11 Solid Ways to Improve Your Time Management Skills
Posted: 28 Feb 2008 05:18 PM CST
Time management is a skill that many of us seem to learn through necessity. The problem with learning a skill through necessity is that, more often than not, bad habits creep in and, although the skill may be useful in general, we do not use it to its full potential.
Taking the time to read up on improving your time management skills can lead to great rewards.
Some examples are:
The elimination of procrastination and avoidance-of-tasks
Easier, quicker, evaluation of your work and abilities
Less worrying about deadlines
More relaxation time, and,
The obvious one) An overall increase in time
Time management is a skill that takes time to development and perfect. It also is a skill that is different for everyone. Your best bet is to try a variety of different approaches until something clicks in your brain and sticks in your routine.
Here are a handful of tips to consider:
Make Lists: Write as much down as you can. If you don’t carry a planner or notebook already, start. Personally, I’ve always preferred a small, simple, white-lined notebook because you aren’t restricted by the various boxes and lines of the average planner.
A simple To Do List is often a huge help to anyone, but I can attest gleefully to the 3 Lists of 3 Method more than any other. You’re goal is to avoid a list that reaches outrageous length and is overwhelming to even look at.
Make Use of Down Time: Using walking, driving, showering, or otherwise “dead” times to plan. Think about what your goals are for that day or the next. Which goals are most important? Prioritization is the key.
Reward Yourself: Whenever you accomplish something, especially the important things, make sure to take the time to reward yourself. A Clockwork Orange author Anthony Burgess’ used the “Martini Method” to get things done. Burgess set a goal of 1,000 words per day. When he finished his word count, he’d relax with a martini and take the day off. Maybe a martini isn’t the ideal reward for some of us, but the method stands useful.
Concentrate on One Thing: The human mind works more efficiently when it is focused. As we’ve seen before multitasking is actually a disadvantage to productivity. Focus on one thing and get it done. Take care not to bleed tasks into each other. At times, multitasking may seem like a more efficient route, but it is probably not.

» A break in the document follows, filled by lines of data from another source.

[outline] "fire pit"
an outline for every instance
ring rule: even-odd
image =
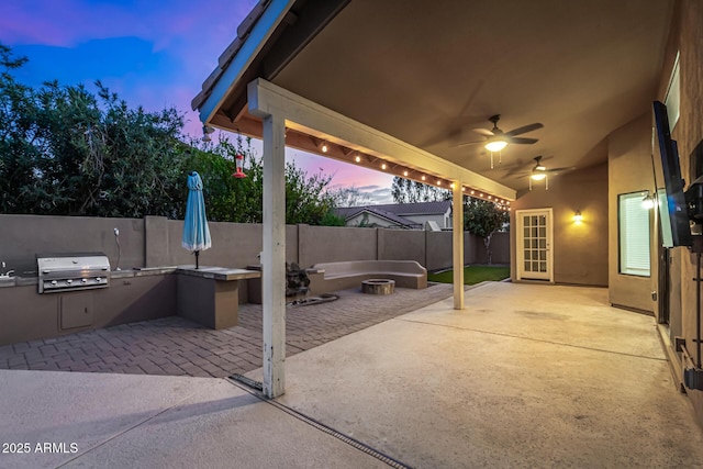
[[[395,291],[395,280],[368,279],[361,282],[361,291],[367,294],[392,294]]]

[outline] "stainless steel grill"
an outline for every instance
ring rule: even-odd
[[[40,293],[105,288],[110,284],[110,260],[102,253],[36,256]]]

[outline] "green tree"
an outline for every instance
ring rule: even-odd
[[[99,81],[82,86],[16,82],[0,45],[0,211],[58,215],[172,215],[180,194],[175,109],[130,109]]]
[[[506,227],[510,222],[507,211],[488,200],[465,198],[464,230],[483,238],[486,261],[491,264],[491,238],[493,233]]]
[[[264,203],[264,166],[249,138],[227,138],[205,145],[191,142],[185,172],[197,170],[204,185],[208,219],[221,222],[261,223]],[[232,177],[236,155],[244,156],[246,178]],[[334,215],[335,194],[328,190],[332,176],[309,176],[294,164],[286,165],[286,223],[343,226]],[[179,216],[182,216],[179,213]]]
[[[395,203],[438,202],[451,199],[451,191],[448,189],[403,179],[399,176],[393,178],[391,192]]]
[[[25,63],[0,44],[0,213],[179,219],[197,170],[210,220],[261,222],[263,166],[249,141],[187,141],[176,109],[132,109],[100,81],[97,96],[24,86],[12,74]],[[232,177],[237,154],[247,178]],[[287,165],[287,222],[343,225],[331,180]]]

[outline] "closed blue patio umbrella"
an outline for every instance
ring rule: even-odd
[[[198,256],[201,250],[212,246],[210,228],[205,216],[205,199],[202,196],[202,179],[196,171],[188,175],[188,202],[186,203],[186,220],[183,220],[182,246],[196,253],[196,268],[200,268]]]

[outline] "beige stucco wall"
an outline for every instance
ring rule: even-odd
[[[638,277],[620,273],[618,261],[618,196],[654,190],[651,166],[651,111],[624,125],[607,137],[609,206],[612,216],[609,225],[610,246],[610,302],[614,305],[654,312],[651,298],[657,276],[656,250],[650,248],[651,275]],[[655,226],[650,212],[650,233]],[[650,236],[650,239],[654,237]]]
[[[201,266],[243,268],[259,264],[260,224],[210,222],[209,226],[212,247],[200,253]],[[114,227],[120,228],[122,269],[194,264],[194,257],[181,247],[183,222],[163,216],[134,220],[0,214],[0,260],[18,276],[36,276],[37,253],[91,250],[105,253],[114,269]],[[469,233],[464,238],[465,264],[484,264],[482,239]],[[506,264],[509,249],[507,233],[495,233],[491,243],[493,263]],[[416,260],[431,270],[451,267],[451,232],[286,226],[286,259],[303,267],[377,258]]]
[[[689,155],[703,139],[703,2],[700,0],[681,0],[677,3],[669,49],[663,60],[658,94],[660,100],[665,96],[677,49],[681,54],[681,115],[672,136],[679,144],[681,172],[687,182],[690,182]],[[670,302],[672,323],[674,316],[680,321],[681,336],[685,338],[688,350],[694,355],[696,304],[695,282],[692,279],[696,276],[695,255],[690,254],[687,248],[679,247],[673,249],[672,256],[673,264],[681,266],[679,270],[672,270],[672,294],[680,291],[680,298],[672,298]],[[674,367],[680,370],[680,356],[676,353],[669,356],[674,360]],[[699,422],[703,425],[703,392],[689,389],[687,395],[691,399]]]
[[[379,230],[378,258],[381,260],[416,260],[426,263],[425,232],[420,230]]]
[[[605,153],[605,145],[594,152]],[[604,156],[604,155],[603,155]],[[577,169],[549,178],[549,190],[537,183],[511,204],[511,226],[515,211],[553,209],[554,280],[557,283],[607,286],[607,164]],[[580,211],[583,222],[576,224]],[[511,246],[516,246],[511,230]],[[510,249],[511,273],[516,279],[516,249]]]
[[[0,215],[0,261],[15,275],[36,275],[37,254],[104,253],[114,268],[144,266],[144,220],[83,216]]]
[[[378,254],[377,228],[299,225],[300,265],[372,260]]]

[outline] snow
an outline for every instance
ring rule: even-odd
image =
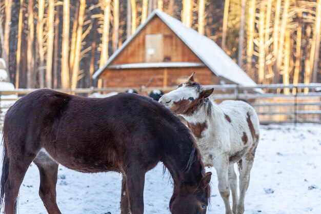
[[[7,80],[7,78],[8,78],[7,71],[0,68],[0,81],[4,81]]]
[[[245,213],[321,213],[321,125],[262,126],[260,132]],[[215,171],[206,170],[213,173],[207,213],[225,213]],[[146,213],[170,213],[172,184],[162,170],[159,163],[146,174]],[[38,174],[32,164],[21,188],[18,213],[47,213],[38,196]],[[115,172],[86,174],[59,166],[58,206],[64,213],[119,213],[121,181]]]

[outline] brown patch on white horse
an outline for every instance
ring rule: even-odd
[[[258,142],[257,115],[250,105],[242,101],[226,101],[216,104],[209,98],[213,89],[203,88],[194,81],[194,74],[176,90],[164,94],[159,102],[184,118],[188,124],[206,124],[206,129],[199,125],[190,125],[189,127],[196,138],[204,165],[216,169],[218,189],[226,214],[232,214],[232,210],[234,214],[243,214],[244,197]],[[238,164],[240,171],[238,200],[234,163]],[[229,201],[230,188],[232,209]]]
[[[246,144],[248,142],[248,135],[246,135],[246,133],[243,131],[243,136],[242,136],[242,141],[244,144]]]
[[[187,126],[191,129],[192,133],[197,138],[202,138],[202,133],[207,128],[207,123],[192,123],[187,122]]]

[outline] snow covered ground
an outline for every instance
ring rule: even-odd
[[[245,199],[245,213],[321,213],[321,125],[262,126]],[[169,213],[172,184],[159,164],[146,176],[146,213]],[[209,213],[224,213],[214,168]],[[38,196],[39,174],[32,164],[23,181],[19,213],[47,213]],[[61,166],[57,185],[63,213],[119,213],[122,176],[86,174]]]

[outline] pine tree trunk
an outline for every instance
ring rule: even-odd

Avoid Procrastination at All Costs: When trying to be more productive and trying to save time, procrastination should be avoided like nothing else. It is the ultimate productivity-killer.
Set Personal Deadlines: Nobody likes deadlines. They cause stress, aggravation, worry, and, more stress. A guaranteed way to alleviate some of this stress is to set your own earlier deadlines. Be realistic but demanding of yourself. Challenge yourself and, referring to tip 3, reward yourself for a meeting a difficult challenge. Not only will this save you time and make you more productive in the long run, but you will also have a buffer time with little to no penalties compared to those received for missing a real deadline. Of course, this tip has potential for abuse, so be sure to make your own penalties for missing your personal deadlines.
Delegate Responsibilities: It is not uncommon for people to take on more than they can handle. The overestimation of one’s abilities, though not necessarily a bad thing, can often result in stress and more work for an individual. To avoid this unnecessary stress, do not feel bad about delegating tasks.
Set up a Long Term Planner: In the everyday drab of life, we can often lose sight of our goals. Setting up a long term planner will help you envision your long term goals and rationalize your current objectives. Whenever you find yourself thinking “Why am I putting myself through this work right now? I could be home watching Lost.” just take a look at your long term planner and you’ll be reminded of paying off your mortgage or saving up enough for your child’s college tuition. Revise this long term planner monthly to keep goals up-to-date.
Employ a program like RescueTime: This is a lightweight app that records and graphs how you spend your time on your computer. Those “2-minute” breaks to check out Digg, or play a flash game on some website, or email Aunt Betty, can add up to quite a bit of wasted productivity and wasted time. RescueTime will allow you to see exactly how you spent your time and will even send a weekly report to your email.
Work in a Team: This tip works hand-in-hand with tip # 7. Although giving up responsibilities is a scary thought for some, it is an invaluable method to increase the average team productivity of all involved. Make sure the team goals are clear and make sure everyone knows who is responsible for given tasks. Make sure all lines of communication are always open. A clogged or blocked line will have the opposite effect on productivity. Give tasks to those who are best suited for them and things will get done faster.
Be Careful to Avoid Burnout: Burnout occurs when your body and mind can no longer keep up with the tasks you demand of them. Don’t try to force yourself to do the impossible. Delegate time for important tasks, but always be sure to leave time for relaxation and reflection. Review your recent accomplishments and make sure you feel good. Review and reflection is one of the best ways to gain confidence and higher confidence means more productivity.
An individual skilled in time-management stands to gain much more from everyday life than the next guy. Try employing these tips in your everyday life and watch the productivity grow.